Pain relief is big business - very big business - which is why Dr Adrian Mulholland in the School of Chemistry has just won an EPSRC Leadership Fellowship grant of nearly £1million, part of which will be used to further his research into designing drugs for pain relief. However, he never goes near a lab, doing it all from his computer.
Providing relief from pain is what every doctor wants for their patients and people have sought ways of doing this ever since they first encountered the stinging nettle - we have all tried rubbing a dock leaf on the sting in an attempt to alleviate the pain. Today pain relief comes from drugs, but the problem with many drugs is their side effects. Drugs may promise great things, but when tested on humans they are sometimes found to cause adverse reactions that outweigh the benefits. One such compound that has been hotly debated over the past ten years is THC, the active ingredient in marijuana. Unfortunately, although THC is quite effective as a pain suppressant, it also creates a whole range of side effects.
More recently, an enzyme called FAAH, found in the brain, has been identified as a target for new pain relief drugs. When you feel pain, the body releases certain chemicals which provide a degree of natural pain relief, but the effectiveness and duration of their activity is determined by how fast they are broken down. In particular, when the body senses pain the brain releases 'anandamide' (the name comes from the Sanskrit for bliss), which nullifies the pain by blocking the pain signal. However, the effect is weak and short-lived, as FAAH quickly breaks down the anandamide. It does this because, of course, it is important for us to know when we have hurt ourselves. Conversely, if we could harness that natural mechanism by blocking FAAH and preventing it from breaking down anandamide, we might be able to develop a mild but more targeted version of pain relief. This is where Mulholland's work starts. It is known what the FAAH enzyme looks like and that there is a hollow tube within it, in which the drug molecule sits. The drug works by forming a new bond to the enzyme, but for a long time the question was which way up should the drug molecule be in order to form the most effective bond? Working with biochemists in Italy and California, Mullholland resolved this question by testing various scenarios on his computer. The results of this computer model explain experimental data and should help in designing newer and more effective versions of the drug, which is now ready to enter clinical trials.

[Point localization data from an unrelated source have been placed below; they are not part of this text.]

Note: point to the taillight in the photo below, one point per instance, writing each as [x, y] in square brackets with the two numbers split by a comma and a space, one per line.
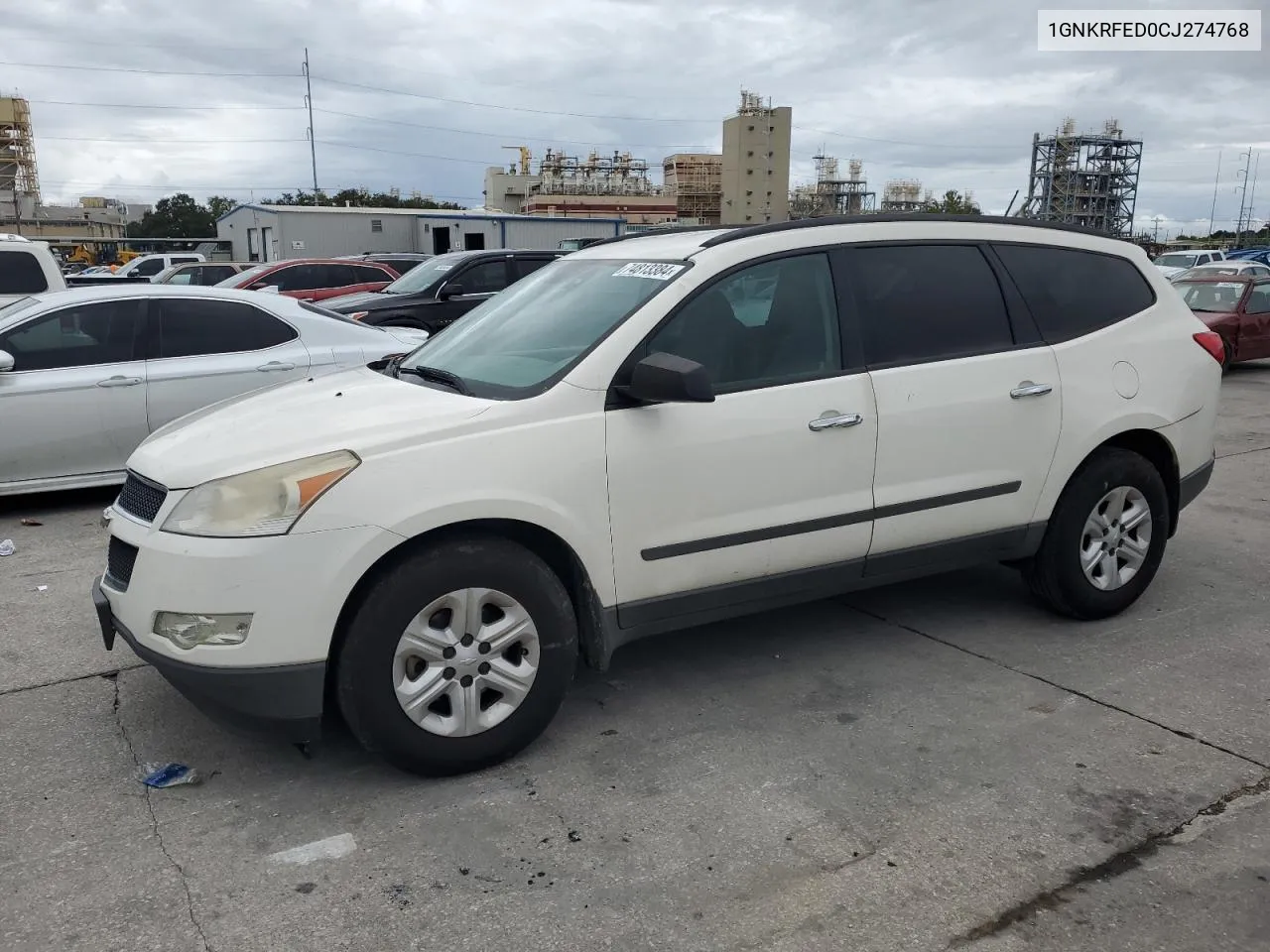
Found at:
[1211, 343]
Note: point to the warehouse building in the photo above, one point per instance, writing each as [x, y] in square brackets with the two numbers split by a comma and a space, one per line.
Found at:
[268, 232]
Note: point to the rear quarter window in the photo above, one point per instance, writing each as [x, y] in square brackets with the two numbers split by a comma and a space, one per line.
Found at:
[1072, 293]
[21, 273]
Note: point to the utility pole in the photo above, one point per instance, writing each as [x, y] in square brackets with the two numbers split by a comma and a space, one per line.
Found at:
[1243, 190]
[309, 102]
[1215, 180]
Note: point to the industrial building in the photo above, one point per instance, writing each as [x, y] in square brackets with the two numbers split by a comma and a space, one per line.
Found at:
[268, 232]
[22, 208]
[756, 163]
[1088, 179]
[694, 181]
[747, 181]
[830, 193]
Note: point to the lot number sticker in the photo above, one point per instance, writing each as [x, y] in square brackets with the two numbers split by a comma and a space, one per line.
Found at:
[648, 270]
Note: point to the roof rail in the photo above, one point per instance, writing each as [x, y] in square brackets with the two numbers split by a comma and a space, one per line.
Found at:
[661, 231]
[769, 227]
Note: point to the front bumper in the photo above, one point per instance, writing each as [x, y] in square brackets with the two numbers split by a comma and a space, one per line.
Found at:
[285, 699]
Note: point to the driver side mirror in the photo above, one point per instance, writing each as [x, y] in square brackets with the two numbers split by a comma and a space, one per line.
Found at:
[666, 379]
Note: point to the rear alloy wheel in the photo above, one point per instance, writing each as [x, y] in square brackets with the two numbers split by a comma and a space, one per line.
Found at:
[1105, 538]
[458, 656]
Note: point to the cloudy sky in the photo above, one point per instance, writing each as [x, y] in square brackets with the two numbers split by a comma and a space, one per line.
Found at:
[422, 94]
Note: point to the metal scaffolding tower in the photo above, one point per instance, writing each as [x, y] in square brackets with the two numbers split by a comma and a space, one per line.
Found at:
[1088, 179]
[18, 176]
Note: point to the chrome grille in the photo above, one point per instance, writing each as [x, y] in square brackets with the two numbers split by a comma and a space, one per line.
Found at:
[141, 498]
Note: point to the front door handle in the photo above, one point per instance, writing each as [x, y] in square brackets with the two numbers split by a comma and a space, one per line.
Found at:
[118, 381]
[830, 419]
[1029, 389]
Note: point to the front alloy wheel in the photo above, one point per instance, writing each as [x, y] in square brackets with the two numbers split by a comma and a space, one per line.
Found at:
[457, 655]
[466, 661]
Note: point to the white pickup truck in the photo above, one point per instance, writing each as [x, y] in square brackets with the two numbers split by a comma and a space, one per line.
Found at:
[27, 268]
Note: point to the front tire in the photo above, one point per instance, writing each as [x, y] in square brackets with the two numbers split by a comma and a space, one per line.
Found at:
[458, 656]
[1105, 538]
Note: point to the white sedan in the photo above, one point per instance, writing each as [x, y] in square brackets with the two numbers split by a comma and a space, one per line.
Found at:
[86, 375]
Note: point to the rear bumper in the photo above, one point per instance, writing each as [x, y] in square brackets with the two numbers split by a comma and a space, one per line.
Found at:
[1193, 484]
[282, 701]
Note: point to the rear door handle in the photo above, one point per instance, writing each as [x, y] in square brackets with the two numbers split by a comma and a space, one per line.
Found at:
[118, 381]
[1029, 389]
[830, 419]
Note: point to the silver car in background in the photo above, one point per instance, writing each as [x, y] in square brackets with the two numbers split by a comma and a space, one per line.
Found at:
[86, 375]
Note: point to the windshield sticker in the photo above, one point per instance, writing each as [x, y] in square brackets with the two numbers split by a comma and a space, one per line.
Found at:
[648, 270]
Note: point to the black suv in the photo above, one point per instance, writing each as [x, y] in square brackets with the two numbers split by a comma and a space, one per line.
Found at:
[440, 291]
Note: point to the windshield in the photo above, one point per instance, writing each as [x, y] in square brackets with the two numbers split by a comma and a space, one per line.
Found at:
[426, 276]
[243, 278]
[1175, 261]
[1210, 296]
[524, 336]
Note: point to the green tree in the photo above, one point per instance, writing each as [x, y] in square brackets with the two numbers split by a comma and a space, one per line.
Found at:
[358, 198]
[176, 216]
[218, 206]
[952, 203]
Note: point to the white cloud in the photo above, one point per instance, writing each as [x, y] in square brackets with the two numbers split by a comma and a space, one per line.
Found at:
[948, 93]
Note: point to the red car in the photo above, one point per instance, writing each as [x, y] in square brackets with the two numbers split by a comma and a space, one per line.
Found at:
[314, 278]
[1236, 307]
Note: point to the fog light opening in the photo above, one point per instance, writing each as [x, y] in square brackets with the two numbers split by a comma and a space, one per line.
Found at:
[186, 630]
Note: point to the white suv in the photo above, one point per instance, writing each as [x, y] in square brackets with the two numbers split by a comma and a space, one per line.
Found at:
[653, 433]
[27, 268]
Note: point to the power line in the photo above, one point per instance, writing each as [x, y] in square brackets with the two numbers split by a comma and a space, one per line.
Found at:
[494, 135]
[498, 105]
[149, 72]
[167, 141]
[163, 105]
[394, 151]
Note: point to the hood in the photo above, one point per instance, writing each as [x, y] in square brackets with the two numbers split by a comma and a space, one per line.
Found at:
[359, 411]
[347, 303]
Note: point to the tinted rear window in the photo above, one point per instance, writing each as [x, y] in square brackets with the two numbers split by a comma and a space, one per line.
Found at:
[21, 273]
[1072, 293]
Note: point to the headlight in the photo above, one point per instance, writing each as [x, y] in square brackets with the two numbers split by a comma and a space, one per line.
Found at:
[262, 502]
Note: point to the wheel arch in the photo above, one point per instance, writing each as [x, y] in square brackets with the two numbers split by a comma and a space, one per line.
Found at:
[558, 553]
[1157, 451]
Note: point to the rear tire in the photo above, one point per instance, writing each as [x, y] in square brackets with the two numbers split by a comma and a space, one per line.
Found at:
[475, 719]
[1096, 560]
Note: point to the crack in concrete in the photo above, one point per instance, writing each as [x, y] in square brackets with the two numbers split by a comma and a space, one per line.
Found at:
[1043, 679]
[1243, 452]
[108, 675]
[154, 819]
[1110, 869]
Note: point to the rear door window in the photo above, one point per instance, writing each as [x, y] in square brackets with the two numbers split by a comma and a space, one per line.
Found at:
[21, 273]
[82, 335]
[198, 326]
[484, 277]
[928, 302]
[1072, 293]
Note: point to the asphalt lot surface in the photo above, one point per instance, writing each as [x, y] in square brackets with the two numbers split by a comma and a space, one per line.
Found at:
[925, 767]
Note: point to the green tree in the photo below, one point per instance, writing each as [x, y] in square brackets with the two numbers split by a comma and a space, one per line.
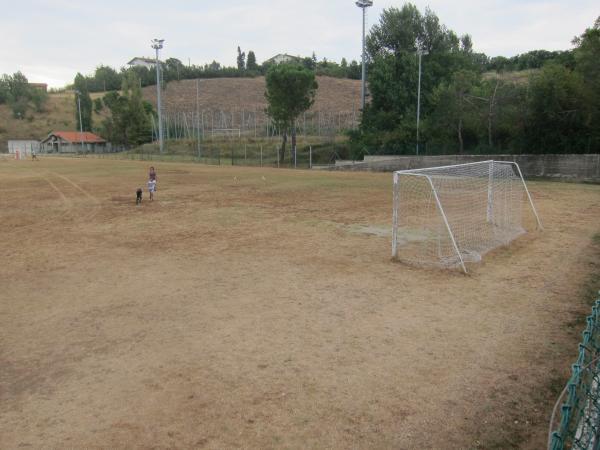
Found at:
[129, 122]
[556, 112]
[241, 60]
[587, 65]
[388, 123]
[251, 61]
[455, 107]
[82, 96]
[291, 90]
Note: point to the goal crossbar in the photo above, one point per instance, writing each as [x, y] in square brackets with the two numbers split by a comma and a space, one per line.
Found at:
[444, 214]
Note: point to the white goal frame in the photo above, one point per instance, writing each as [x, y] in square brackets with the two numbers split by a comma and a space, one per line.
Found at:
[427, 174]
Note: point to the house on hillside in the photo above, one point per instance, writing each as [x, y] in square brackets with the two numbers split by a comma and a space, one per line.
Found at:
[23, 147]
[73, 142]
[142, 62]
[39, 86]
[282, 58]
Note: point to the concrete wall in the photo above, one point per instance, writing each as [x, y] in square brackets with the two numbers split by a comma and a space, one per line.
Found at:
[568, 167]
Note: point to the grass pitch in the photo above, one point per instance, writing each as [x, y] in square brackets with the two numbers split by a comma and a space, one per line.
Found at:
[246, 308]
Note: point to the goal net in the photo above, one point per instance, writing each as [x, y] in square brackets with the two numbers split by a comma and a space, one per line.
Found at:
[446, 216]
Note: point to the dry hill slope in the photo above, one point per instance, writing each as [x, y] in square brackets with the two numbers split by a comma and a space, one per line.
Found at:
[334, 94]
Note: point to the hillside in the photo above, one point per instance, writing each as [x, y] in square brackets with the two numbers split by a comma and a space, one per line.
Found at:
[226, 94]
[58, 114]
[334, 94]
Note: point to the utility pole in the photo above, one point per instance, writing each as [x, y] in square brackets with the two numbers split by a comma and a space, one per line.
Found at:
[157, 44]
[420, 52]
[363, 4]
[80, 122]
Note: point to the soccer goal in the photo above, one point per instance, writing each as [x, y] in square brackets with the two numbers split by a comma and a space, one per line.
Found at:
[447, 216]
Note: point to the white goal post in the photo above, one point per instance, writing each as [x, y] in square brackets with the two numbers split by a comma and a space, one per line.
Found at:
[446, 216]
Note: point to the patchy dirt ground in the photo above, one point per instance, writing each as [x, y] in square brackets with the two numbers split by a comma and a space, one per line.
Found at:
[245, 308]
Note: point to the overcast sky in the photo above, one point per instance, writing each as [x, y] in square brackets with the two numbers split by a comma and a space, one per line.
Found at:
[51, 40]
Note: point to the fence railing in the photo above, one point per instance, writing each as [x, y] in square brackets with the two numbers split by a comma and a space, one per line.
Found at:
[305, 157]
[577, 425]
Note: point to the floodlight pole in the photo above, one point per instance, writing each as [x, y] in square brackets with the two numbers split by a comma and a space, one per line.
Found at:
[157, 44]
[80, 122]
[363, 4]
[420, 52]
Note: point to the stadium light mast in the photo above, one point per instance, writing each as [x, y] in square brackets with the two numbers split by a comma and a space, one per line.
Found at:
[78, 93]
[363, 4]
[420, 51]
[157, 44]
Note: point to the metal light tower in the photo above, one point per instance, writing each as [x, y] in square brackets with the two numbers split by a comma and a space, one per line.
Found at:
[157, 45]
[78, 93]
[363, 4]
[420, 52]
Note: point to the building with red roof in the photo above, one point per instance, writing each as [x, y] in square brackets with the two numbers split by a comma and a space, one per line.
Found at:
[74, 142]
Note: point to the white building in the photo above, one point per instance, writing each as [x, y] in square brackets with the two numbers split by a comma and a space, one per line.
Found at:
[143, 62]
[23, 147]
[283, 58]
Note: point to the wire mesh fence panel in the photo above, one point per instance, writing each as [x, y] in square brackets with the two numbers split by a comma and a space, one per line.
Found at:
[577, 426]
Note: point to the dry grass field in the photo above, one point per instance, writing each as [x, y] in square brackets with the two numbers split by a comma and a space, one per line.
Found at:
[251, 308]
[334, 94]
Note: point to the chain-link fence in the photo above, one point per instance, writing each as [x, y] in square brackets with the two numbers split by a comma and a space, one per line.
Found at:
[577, 424]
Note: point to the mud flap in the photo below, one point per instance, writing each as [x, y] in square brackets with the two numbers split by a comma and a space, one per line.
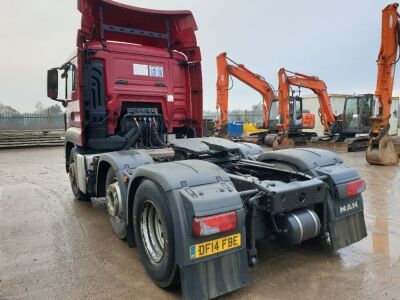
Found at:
[215, 277]
[347, 227]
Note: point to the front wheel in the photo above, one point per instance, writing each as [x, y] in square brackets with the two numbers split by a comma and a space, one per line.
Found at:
[114, 204]
[154, 234]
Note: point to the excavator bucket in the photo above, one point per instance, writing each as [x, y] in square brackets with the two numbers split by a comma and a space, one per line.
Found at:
[383, 153]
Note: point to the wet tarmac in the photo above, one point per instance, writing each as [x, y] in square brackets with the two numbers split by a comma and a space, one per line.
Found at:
[54, 247]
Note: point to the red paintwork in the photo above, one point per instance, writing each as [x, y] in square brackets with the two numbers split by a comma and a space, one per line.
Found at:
[123, 50]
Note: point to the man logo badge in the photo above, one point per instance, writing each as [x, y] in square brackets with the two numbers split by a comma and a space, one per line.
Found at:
[348, 207]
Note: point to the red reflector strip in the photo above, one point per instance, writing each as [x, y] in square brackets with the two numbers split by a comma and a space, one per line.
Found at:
[204, 226]
[355, 187]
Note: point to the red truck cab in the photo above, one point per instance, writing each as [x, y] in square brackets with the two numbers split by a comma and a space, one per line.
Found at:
[130, 61]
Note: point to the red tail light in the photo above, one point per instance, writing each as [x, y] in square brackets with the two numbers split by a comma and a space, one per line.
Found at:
[355, 187]
[204, 226]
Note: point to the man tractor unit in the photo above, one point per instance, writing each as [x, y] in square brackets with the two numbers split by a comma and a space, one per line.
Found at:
[193, 207]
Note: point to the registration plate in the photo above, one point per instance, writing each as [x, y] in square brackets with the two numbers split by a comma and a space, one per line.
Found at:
[215, 246]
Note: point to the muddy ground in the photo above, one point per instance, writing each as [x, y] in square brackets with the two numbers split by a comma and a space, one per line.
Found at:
[54, 247]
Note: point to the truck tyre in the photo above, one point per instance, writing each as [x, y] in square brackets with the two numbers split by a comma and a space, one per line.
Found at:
[114, 204]
[73, 178]
[154, 234]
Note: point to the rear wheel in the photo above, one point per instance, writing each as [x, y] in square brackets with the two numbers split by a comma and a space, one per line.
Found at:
[73, 178]
[114, 204]
[154, 234]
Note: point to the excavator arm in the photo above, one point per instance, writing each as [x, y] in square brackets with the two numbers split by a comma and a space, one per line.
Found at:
[381, 150]
[311, 82]
[239, 71]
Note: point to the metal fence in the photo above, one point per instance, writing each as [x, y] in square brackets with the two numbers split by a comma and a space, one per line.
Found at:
[19, 122]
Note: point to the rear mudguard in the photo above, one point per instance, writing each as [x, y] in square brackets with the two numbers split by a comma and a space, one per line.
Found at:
[345, 226]
[123, 163]
[196, 188]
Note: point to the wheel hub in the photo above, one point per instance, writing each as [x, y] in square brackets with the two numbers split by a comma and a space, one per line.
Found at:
[113, 199]
[153, 232]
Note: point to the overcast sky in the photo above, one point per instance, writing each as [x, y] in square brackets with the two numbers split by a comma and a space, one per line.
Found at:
[335, 40]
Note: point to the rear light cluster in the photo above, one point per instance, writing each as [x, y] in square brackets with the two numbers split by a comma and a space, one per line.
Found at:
[203, 226]
[355, 187]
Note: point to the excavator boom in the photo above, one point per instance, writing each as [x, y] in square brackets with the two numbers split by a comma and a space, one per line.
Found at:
[239, 71]
[288, 79]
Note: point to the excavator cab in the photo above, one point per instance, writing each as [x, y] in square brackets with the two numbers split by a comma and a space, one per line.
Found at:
[299, 119]
[357, 114]
[273, 119]
[296, 113]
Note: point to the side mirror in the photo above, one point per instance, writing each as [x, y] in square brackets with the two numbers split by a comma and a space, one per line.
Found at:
[52, 83]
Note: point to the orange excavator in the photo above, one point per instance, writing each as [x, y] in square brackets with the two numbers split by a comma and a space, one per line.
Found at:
[239, 71]
[381, 150]
[288, 113]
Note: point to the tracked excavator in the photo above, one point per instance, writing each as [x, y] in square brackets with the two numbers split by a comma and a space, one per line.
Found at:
[226, 67]
[382, 147]
[287, 136]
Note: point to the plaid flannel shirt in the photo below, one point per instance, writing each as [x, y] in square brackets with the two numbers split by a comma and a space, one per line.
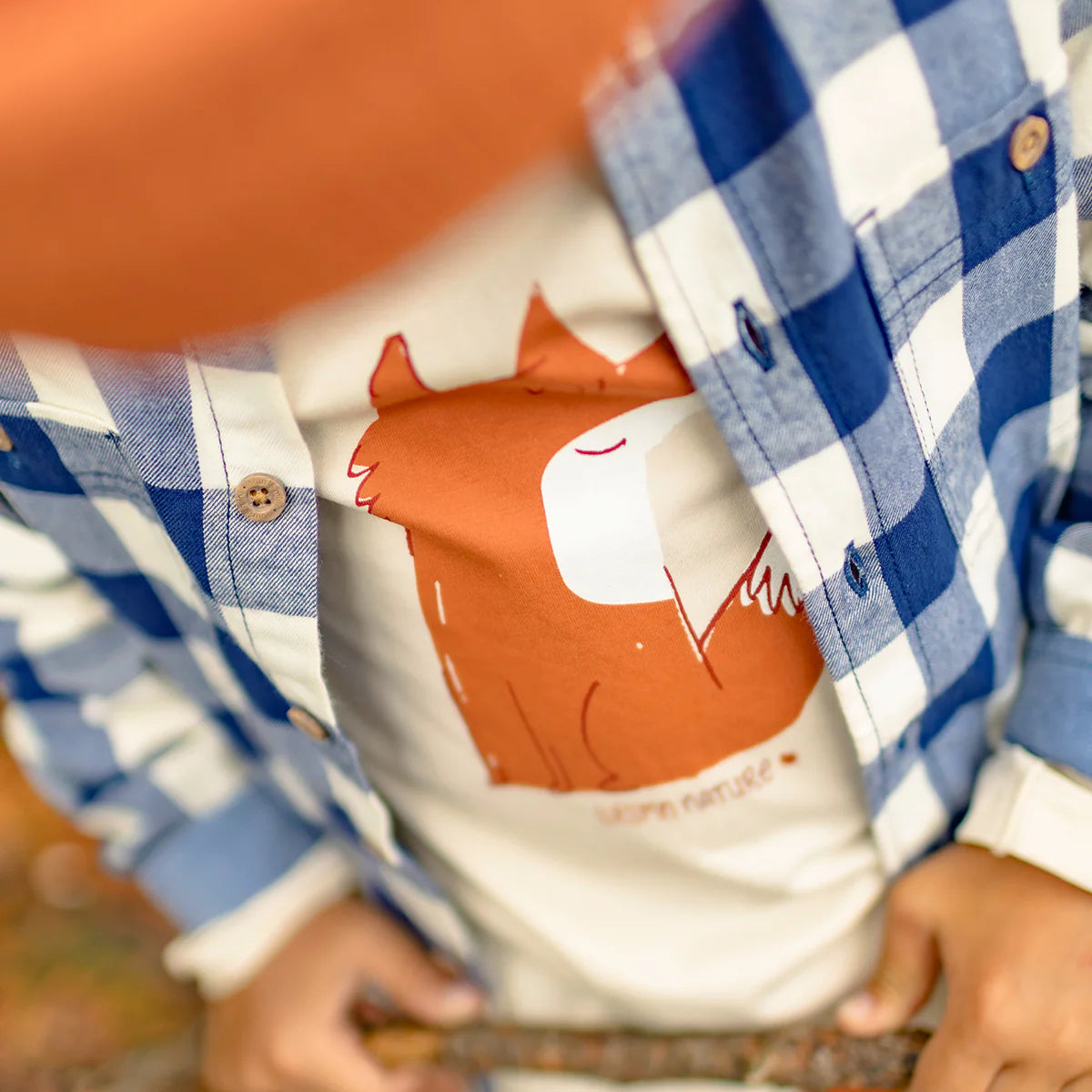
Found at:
[882, 311]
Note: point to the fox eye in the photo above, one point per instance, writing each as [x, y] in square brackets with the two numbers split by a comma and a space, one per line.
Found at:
[601, 451]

Increasingly, drugs are being designed on computers because it is just too difficult to manually handle the vast numbers of possible drugs and the many ways they could bind to proteins in our bodies. Software packages aim to predict how drugs fit into proteins, but current methods are very approximate and often unreliable. Mulholland will work on developing better methods to predict how changing the structure of a potential drug molecule may make it bind more tightly to its target, making it more effective. He will also work on methods to model how different drugs react in the body, and whether this makes them more efficient or even whether or not they are toxic. The calculations require vast amounts of computer power, recently facilitated by the installation of High Performance Computers in the University. But even with these state-of-the-art machines, the fastest calculations take a few hours and the slowest may take a week or even longer. The new funding will last for five years, helping Mulholland's research team develop new methods and new drugs designed to help us live longer and feel better as we do so.